While the term joint cognition has picked up different meanings depending on who you read, here I’m looking at a few key features:

State transparency

All users working on a file/document/project see its latest state at all times. Changes do not happen silently when other users are viewing.

As much information is captured in the system as possible, instead of remaining in private agent or human memory.

Simultaneous thinking

The default request-response loop forces cognition to alternate between human and agent. First the human thinks and the agent waits, then the agent thinks and the human waits. To enable richer forms of interaction and assistance, like we are already seeing with code assistants and autocomplete systems, we need to enable humans and agents to think together.
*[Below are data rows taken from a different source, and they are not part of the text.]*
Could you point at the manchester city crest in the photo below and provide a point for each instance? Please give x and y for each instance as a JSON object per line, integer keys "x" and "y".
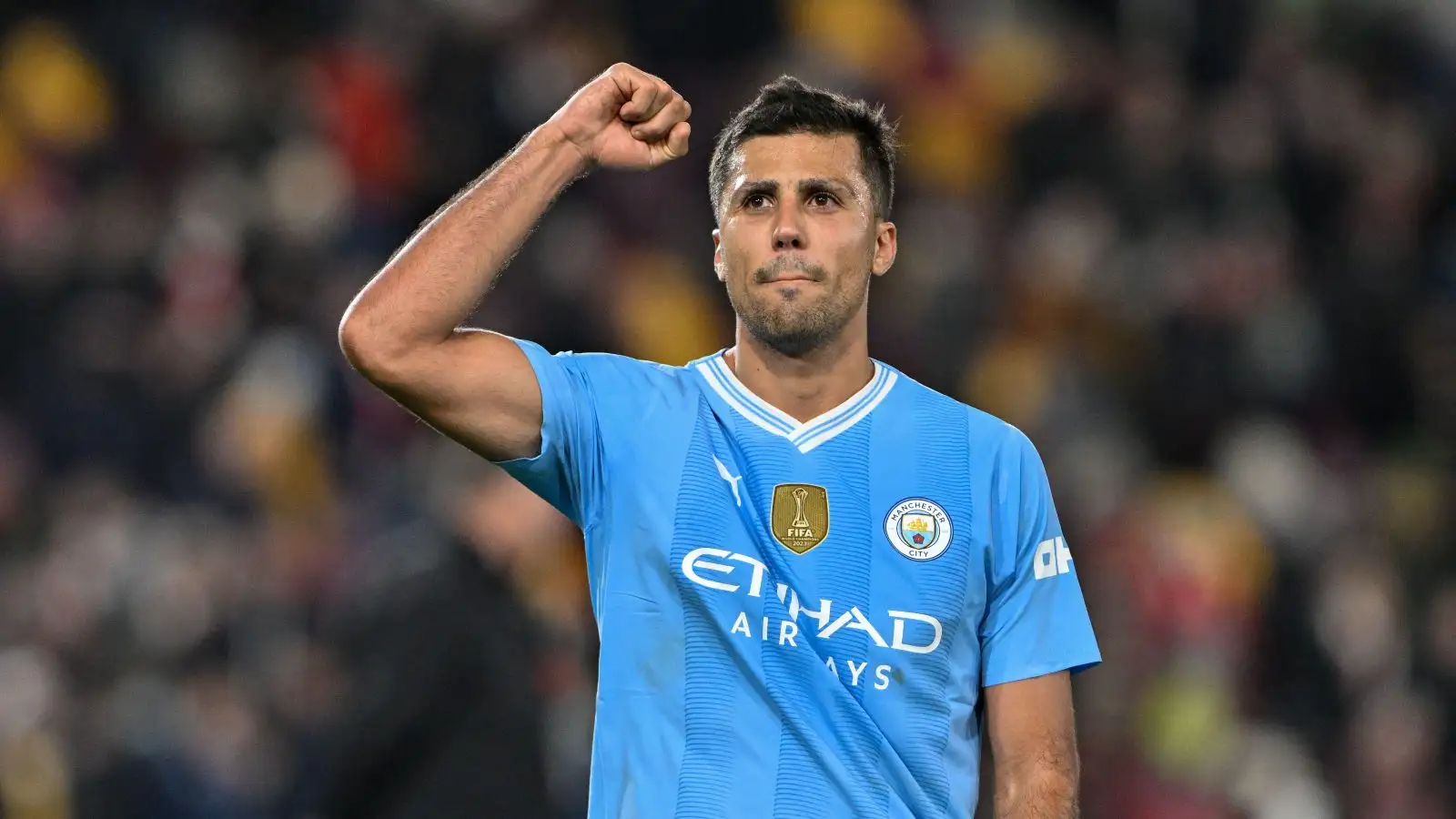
{"x": 919, "y": 530}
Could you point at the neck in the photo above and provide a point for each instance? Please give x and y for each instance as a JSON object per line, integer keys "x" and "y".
{"x": 808, "y": 385}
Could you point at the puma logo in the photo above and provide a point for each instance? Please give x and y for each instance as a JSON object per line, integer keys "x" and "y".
{"x": 733, "y": 480}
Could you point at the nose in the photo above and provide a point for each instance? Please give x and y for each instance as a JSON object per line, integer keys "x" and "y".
{"x": 788, "y": 234}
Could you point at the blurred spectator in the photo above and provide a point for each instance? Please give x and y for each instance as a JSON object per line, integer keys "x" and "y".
{"x": 1201, "y": 251}
{"x": 444, "y": 719}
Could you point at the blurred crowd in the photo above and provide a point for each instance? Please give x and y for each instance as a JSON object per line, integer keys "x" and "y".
{"x": 1201, "y": 251}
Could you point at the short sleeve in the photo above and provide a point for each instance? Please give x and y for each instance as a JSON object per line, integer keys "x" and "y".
{"x": 1036, "y": 618}
{"x": 568, "y": 470}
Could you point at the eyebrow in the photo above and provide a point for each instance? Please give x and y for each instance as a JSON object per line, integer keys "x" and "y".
{"x": 812, "y": 186}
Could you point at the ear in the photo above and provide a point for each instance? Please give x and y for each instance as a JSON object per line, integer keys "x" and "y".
{"x": 718, "y": 256}
{"x": 885, "y": 248}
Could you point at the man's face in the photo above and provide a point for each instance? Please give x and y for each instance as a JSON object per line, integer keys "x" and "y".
{"x": 798, "y": 239}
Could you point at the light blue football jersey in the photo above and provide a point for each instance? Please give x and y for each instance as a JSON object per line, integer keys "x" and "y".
{"x": 798, "y": 618}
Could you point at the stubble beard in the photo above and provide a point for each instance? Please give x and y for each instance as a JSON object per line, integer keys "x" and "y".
{"x": 794, "y": 322}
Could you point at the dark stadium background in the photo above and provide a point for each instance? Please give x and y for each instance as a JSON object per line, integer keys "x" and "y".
{"x": 1201, "y": 251}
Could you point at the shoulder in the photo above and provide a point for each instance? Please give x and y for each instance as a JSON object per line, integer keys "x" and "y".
{"x": 611, "y": 373}
{"x": 985, "y": 431}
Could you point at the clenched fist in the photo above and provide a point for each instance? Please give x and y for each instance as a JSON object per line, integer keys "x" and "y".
{"x": 625, "y": 118}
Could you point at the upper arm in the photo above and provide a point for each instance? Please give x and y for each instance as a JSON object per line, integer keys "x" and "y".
{"x": 477, "y": 388}
{"x": 1033, "y": 736}
{"x": 1036, "y": 618}
{"x": 538, "y": 416}
{"x": 1030, "y": 722}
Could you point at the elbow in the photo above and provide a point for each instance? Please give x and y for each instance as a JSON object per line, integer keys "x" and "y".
{"x": 366, "y": 349}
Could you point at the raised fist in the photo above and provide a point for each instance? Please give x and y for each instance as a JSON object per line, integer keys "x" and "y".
{"x": 625, "y": 118}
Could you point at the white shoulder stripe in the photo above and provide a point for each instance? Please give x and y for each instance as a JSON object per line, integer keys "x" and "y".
{"x": 723, "y": 392}
{"x": 849, "y": 421}
{"x": 771, "y": 419}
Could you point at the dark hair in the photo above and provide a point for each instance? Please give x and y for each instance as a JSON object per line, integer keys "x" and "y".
{"x": 790, "y": 106}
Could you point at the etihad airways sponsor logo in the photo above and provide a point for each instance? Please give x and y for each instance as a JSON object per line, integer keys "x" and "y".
{"x": 739, "y": 573}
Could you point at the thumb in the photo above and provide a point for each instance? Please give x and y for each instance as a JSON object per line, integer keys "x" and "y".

In its simplest form, this looks like interleaved thinking: the human’s actions are streamed to the agent as text/audio/video chunks, enabling it to recognize appropriate moments to respond, while the agent’s response is likewise streamed, allowing the human to interrupt mid-thought or provide additional information/context or add another request without waiting for the agent to finish its response.

We can go yet further: after the agent writes its proposal document, can a human read and annotate as an agent spectates, providing specific clarifications or misunderstandings while aware that more comments are forthcoming? Can the agent highlight relevant parts of the document as the human is reading and typing?

Shared environment

A human working in their own terminal, and the agent working in theirs, diverge very quickly: the human has a variable in their environment that’s not in the agent’s, and vice-versa. The tools of software engineering help to make environments more repeatable and representable, but do not solve the problem.

If you are a vibecoder or use agent-assisted coding in your own projects, think about the last time you actually knew what was going on in the agent’s shell. Could you tell why certain commands that worked on your terminal failed in theirs? And suppose you did know why: were you able to “reach in” to their terminal and resolve the problem for the agent before it continued? Or did you have to “tell it” (by sending a request) and hope it understood how to resolve the issue itself?

Joint control

A shared environment enables both human and agent to inspect the same entity, to literally be on the same page. This is technically difficult, because most computer and software systems are not engineered for simultaneous broadcast: for two entities to see the same state of a third entity at all times, all changes by one must be broadcast to the others. This is a well known messaging problem that has its own name: the publish-subscribe pattern. Designing this for humans and agents within a system requires some engineering work that most harnesses do not yet provide.

Agent limitations

We have some of these tools for collaboration between humans. But these don’t quite work for agents, because the shape of agent cognition is different.

Most agents generate a continuous token stream, terminating only when they encounter a stop token. Tool calls and their results accumulate, previous thinking tokens remain, and eventually the agent hits a context length limit.

Many agent harnesses are gradually developing context compression mechanisms, ranging from a crude /compact command, to recency/relevance mechanisms that discard old tool call results or file reads, to progressive compression. Even with these improvements, it is obvious that agents don’t “see” or “act” like us. We edit a document by placing a cursor and typing text; agents currently use find-and-replace or rewrite semantics. Adding a single word is easy for us, less easy for an agent. Seeing the latest version of a document, or knowing when it changed, is easy for us (if the text editor supports real-time updates), near-impossible for an agent. If you modified a file after an agent touched it, it would have no knowledge until its next file edit attempt fails and it guesses at what happened.

Open research questions

  1. What kind of design would enable an agent to see the same context as humans?
  2. How do we design toolsets that are low-friction for an agent, yet easy for humans to understand how they are used?
  3. What kind of control and handover protocols will we need to enable control of context to pass between agents and humans as required?